Birincisi, o konjonktürde yazacağım şeyin mutlaka yazılması gerektiğini düşündüğüm için... İkincisi, yazacak bir şey bulamadığımda gündelik siyaset üzerinden laf gezdirip 'sıramı savmak' için...
•••
Başa dönelim, "sürekli yazmak zor" demiştik. Aslında yazmak eyleminin kendisi o kadar meşakkatli bir iş değil. Herhangi bir konu üzerine -mümkünse iyi tasarlanmış- ilk cümleyi yazdıktan sonra, klavye neredeyse kendi kendine çalışıyor. Öyle ki, "Allahım, 3500-4000 vuruşu nasıl tamamlayacağım" derken, bakıyorsunuz 5000 vuruşu geçmişsiniz. Sonra kısaltmaya başlıyorsunuz. Bilgisayarın başına oturunca herkes biraz Hemingway olduğundan 'o değerli cümlelerinizi' atmakta ziyadesiyle zorlanıyorsunuz.
Asıl problem, gazete yazısı yazmanın hayatınızın -yakanızı kurtaramadığınız- bir boyutu haline gelmesi. Ne oluyor o zaman? Okuduğunuz her haber; bir başkasının herhangi bir mesele üzerine yorumu; arkadaşlarınızla otururken birinin ağzından çıkan öylesine bir laf... Her şey size yazı konusu gibi gelmeye başlıyor. Üstelik o 'şeye' yabancılaşarak ve nesneleştirerek. Üstelik, bütün bir hayata "ben buradan ne tür bir yazı çıkarabilirim" diye bakmaya başlıyorsunuz. Tam bir saçmalık ve kabul edilemez bir istismar.
Daha kötüsünü söyleyeyim... O güne değin bir şekilde sahip olduğunuz birikimi (entelektüel ya da hayata dair), yazdığınız konuda nasıl bir 'nakış' unsuru olarak kullanabilirim derdine düşmeniz. Bu da insanın kendinden çok hoşnut olacağı bir davranış tarzı değil. Sözgelimi, ölümsüz Walter Benjamin'in en mühim dertlerinden biri, tek bir sayfaya el yazısıyla yüz satır sığdırmakmış. Siz bu enteresan bilgiye vakıfsınız ya, bir köşeye not edip "ben bunu punduna getirip nasıl kullanabilirim" diye düşünmeye başlıyorsunuz. (Nitekim bu yazıda kullanmış oldum!) Bunu yazdığınızda da biri çıkıp şunu söylüyor size: "Demek Benjamin'in derdi buymuş ha! Çok tuhaf!"

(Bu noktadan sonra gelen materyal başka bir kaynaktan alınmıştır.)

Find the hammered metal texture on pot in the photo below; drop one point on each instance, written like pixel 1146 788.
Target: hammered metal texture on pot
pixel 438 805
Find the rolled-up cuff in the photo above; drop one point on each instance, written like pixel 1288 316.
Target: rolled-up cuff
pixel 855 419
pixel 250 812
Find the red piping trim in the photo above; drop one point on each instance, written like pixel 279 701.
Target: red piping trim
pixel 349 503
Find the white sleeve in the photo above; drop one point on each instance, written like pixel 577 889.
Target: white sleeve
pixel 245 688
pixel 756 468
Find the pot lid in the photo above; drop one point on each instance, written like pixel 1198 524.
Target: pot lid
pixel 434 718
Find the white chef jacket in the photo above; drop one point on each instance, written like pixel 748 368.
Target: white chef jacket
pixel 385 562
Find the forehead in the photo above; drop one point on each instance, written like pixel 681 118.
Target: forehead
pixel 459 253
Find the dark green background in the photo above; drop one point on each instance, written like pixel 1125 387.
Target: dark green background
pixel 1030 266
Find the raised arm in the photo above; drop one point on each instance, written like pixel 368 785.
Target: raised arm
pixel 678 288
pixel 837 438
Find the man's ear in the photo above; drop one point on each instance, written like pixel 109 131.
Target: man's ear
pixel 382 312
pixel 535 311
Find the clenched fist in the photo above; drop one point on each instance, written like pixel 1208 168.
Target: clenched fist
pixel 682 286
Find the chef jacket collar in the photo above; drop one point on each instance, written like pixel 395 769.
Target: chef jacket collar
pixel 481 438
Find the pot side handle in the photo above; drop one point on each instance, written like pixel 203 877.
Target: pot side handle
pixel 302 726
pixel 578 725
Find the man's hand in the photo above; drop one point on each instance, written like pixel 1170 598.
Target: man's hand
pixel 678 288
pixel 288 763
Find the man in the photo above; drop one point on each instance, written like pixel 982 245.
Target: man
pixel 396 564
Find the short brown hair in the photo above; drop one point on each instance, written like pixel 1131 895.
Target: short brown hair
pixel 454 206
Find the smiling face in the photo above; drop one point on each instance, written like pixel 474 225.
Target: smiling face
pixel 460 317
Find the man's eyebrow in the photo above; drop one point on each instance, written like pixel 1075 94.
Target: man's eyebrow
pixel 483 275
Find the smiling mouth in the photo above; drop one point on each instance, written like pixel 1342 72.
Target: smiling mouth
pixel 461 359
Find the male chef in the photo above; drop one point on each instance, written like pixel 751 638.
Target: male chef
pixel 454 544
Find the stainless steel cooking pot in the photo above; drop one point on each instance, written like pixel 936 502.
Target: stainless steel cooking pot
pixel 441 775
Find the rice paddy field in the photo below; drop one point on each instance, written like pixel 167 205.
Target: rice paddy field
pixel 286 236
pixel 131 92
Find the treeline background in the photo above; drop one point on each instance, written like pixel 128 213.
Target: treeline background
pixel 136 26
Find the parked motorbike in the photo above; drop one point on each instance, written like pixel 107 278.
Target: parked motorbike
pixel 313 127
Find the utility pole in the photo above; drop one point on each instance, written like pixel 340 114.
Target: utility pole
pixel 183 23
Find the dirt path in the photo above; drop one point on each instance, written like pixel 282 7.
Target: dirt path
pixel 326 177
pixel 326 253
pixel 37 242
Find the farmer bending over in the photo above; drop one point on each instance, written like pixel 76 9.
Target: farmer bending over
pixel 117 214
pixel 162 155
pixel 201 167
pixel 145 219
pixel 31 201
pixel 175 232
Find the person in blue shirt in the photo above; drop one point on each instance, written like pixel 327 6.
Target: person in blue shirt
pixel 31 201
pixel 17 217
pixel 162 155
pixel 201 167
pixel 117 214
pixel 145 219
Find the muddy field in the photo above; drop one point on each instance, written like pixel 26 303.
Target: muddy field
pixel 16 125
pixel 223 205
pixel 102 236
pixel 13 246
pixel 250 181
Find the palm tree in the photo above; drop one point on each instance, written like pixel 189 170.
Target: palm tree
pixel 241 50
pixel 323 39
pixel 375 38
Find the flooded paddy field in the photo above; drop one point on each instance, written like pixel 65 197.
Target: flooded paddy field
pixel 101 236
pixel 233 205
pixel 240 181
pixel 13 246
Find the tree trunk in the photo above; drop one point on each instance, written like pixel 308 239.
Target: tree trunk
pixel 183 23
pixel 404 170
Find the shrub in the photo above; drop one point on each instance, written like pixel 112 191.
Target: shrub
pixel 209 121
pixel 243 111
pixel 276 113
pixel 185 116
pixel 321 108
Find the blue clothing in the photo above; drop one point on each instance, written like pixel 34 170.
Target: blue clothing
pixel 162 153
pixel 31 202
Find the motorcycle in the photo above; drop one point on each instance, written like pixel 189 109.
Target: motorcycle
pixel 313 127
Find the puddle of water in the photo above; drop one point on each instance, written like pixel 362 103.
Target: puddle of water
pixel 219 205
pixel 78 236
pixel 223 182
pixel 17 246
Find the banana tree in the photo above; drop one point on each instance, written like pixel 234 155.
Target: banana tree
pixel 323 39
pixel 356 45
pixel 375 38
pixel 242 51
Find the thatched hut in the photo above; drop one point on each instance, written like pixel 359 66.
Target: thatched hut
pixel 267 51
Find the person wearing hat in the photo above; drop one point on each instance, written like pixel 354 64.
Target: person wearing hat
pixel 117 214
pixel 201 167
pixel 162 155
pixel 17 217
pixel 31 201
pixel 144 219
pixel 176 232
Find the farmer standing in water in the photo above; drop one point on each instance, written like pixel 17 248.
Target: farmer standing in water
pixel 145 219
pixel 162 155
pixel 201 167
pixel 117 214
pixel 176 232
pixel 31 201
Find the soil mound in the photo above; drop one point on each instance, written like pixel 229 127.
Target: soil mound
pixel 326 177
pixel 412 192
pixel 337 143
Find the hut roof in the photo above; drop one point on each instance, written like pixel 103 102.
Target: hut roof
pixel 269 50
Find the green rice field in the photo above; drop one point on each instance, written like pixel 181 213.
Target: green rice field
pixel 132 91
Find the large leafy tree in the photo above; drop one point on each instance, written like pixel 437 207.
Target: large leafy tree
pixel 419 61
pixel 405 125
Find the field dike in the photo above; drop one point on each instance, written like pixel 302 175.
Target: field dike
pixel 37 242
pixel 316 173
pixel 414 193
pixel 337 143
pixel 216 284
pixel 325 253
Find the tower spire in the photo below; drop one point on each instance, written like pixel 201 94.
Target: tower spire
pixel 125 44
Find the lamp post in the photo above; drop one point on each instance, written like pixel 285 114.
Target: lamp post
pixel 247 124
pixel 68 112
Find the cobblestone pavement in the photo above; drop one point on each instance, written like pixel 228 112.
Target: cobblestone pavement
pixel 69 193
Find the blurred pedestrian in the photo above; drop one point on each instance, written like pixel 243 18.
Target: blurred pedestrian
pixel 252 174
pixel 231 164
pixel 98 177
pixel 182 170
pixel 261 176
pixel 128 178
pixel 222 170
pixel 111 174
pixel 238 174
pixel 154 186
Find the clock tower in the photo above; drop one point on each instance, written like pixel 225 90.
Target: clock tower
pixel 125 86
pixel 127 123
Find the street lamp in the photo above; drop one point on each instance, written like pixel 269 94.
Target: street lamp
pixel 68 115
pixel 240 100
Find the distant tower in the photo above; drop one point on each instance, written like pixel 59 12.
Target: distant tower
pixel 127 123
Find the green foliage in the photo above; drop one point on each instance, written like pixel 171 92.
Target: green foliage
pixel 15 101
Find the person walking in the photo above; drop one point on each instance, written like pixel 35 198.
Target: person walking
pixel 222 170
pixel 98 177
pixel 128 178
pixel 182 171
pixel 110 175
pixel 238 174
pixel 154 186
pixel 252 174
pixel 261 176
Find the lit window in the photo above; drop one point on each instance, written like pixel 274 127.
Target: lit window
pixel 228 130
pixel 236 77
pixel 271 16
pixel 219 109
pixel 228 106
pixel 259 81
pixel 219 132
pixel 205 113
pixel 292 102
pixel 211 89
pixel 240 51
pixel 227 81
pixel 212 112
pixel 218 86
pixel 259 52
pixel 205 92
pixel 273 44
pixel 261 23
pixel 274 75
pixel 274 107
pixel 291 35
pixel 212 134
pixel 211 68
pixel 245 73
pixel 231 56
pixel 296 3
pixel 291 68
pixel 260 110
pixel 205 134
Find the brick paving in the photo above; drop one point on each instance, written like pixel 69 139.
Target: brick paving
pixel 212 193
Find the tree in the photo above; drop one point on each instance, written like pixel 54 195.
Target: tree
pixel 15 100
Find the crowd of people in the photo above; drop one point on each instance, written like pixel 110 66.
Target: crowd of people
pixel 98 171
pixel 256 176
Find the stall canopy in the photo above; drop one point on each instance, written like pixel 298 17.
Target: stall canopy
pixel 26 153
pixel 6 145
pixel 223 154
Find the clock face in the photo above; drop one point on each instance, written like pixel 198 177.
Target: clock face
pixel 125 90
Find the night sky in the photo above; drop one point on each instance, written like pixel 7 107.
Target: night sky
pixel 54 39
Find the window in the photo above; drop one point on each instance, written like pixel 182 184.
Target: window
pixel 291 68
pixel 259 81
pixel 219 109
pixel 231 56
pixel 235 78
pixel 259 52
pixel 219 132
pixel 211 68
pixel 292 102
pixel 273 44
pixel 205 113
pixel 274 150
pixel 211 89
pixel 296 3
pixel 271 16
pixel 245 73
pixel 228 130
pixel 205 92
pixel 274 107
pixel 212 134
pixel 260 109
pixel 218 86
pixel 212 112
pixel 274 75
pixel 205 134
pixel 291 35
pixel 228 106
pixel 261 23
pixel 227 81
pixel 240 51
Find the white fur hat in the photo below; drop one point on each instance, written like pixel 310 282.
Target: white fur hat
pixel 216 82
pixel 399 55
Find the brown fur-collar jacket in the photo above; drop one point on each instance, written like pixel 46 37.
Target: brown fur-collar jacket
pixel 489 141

Tabii böyle bir durumda, ne sizin yazdığınız meselenin, ne Benjamin'in hükmü kalıyor.
•••
Peki bütün bunları niye anlatıyorum? Söyleyeyim...
iki senedir Birgün'e yazıyorum. Önceleri tek yazıyla başladım. Sonra iki oldu, ardından üç... Doğrusu biraz yoruldum. Hatta itiraf etmeliyim ki, bir miktar form düşüklüğü de oldu. Bir iki istisna dışında son yazdıklarımı kendim de beğenmemeye başladım.
Öyleyse, bu şartlar altında ısrar etmenin alemi yok. Kaç kişinin umrunda olur bilmiyorum ama, belli ki bir süre dinlenmem gerekiyor.
Mesele sadece depoyu yeniden 'fullemek' değil. Galiba biraz düşünmem de lazım, "bu iş bana göre mi" diye... Her şey bir yana, sadece 'yazı' denilen şeye duyulan bir saygının gereği olarak kabul edin bu kararı.
Evet, giderayak ne diyebilirim? Mesela... Celine okuyun, kesinlikle benden iyi yazıyor!
Belki yeniden görüşürüz. Hoşçakalın.